Frequency distribution of research projects grouped by cities and Lead Research Institutions

The following codes are used to plot the ridgeline graphs about the frequency of research projects by cities and Lead Research Institutions.

Python
R


# Create their own summarized table

# Count projects per year for each institution
ins = data[['year', 'Lead Research Institution']].value_counts().reset_index(name = 'count')

# Get frequency of counts
ins2 = ins[['count', 'Lead Research Institution']].value_counts().reset_index(name = 'freq')

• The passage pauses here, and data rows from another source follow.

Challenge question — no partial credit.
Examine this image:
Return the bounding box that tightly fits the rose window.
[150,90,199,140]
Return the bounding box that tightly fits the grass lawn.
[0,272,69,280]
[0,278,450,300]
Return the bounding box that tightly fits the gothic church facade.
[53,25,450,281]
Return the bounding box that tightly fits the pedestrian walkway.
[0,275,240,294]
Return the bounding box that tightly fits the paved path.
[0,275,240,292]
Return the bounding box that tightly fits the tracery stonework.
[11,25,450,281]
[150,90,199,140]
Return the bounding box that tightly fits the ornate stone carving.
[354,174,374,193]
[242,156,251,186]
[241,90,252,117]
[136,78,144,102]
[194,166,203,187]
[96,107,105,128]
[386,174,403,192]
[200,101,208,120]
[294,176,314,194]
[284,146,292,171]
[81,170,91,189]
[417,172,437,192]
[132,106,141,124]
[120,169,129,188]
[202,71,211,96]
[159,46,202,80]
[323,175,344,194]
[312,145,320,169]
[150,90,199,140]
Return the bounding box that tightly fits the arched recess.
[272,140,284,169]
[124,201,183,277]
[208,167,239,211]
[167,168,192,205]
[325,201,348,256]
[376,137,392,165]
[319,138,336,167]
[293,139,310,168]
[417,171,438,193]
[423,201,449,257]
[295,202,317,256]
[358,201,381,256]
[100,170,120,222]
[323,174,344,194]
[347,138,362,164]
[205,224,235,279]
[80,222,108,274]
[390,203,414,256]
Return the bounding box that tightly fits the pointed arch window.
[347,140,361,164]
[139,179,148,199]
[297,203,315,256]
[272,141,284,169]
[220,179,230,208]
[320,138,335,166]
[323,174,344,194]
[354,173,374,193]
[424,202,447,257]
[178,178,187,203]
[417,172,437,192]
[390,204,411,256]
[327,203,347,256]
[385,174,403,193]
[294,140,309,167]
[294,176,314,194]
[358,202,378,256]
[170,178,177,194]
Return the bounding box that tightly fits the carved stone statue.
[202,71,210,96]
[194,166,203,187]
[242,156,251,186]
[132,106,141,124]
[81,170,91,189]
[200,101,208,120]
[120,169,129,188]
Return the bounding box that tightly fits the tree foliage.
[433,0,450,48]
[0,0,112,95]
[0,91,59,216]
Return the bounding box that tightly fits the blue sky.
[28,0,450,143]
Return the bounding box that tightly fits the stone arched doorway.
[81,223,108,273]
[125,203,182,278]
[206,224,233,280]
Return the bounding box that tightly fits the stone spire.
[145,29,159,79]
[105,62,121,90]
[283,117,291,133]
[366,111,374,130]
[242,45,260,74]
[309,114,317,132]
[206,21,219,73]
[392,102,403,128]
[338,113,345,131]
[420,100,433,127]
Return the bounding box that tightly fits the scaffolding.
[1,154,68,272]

ins3 = ins2.pivot_table(values = 'freq', index = "Lead Research Institution", columns = 'count').fillna(0)

# Add in frequency of 0 project years for each institute
ins3[0] = 13 - sum(ins3[i] for i in range(1,9))

plt.clf()
sb.set_style('white')


for i in range(30):
    plt.subplot(30,1,i+1)

    sb.barplot(data = ins3.iloc[i],
               width = 0.2)
    
    plt.legend('', frameon = False)
    plt.xlabel('')
    plt.ylabel(ins3.index[i], rotation = 0, ha = 'right', va = 'center')
    plt.yticks([])
    sb.despine(left = True)

    if i != 29:
        plt.xticks([])
    if i == 29:
        plt.xlabel("Number of approved research projects in a year")

plt.show();


# Count projects per year for each institution
city = data[['year', 'City']].value_counts().reset_index(name = 'count')

# Get frequency of counts
city2 = city[['count', 'City']].value_counts().reset_index(name = 'freq')

city3 = city2.pivot_table(values = 'freq', index = "City", columns = 'count').fillna(0)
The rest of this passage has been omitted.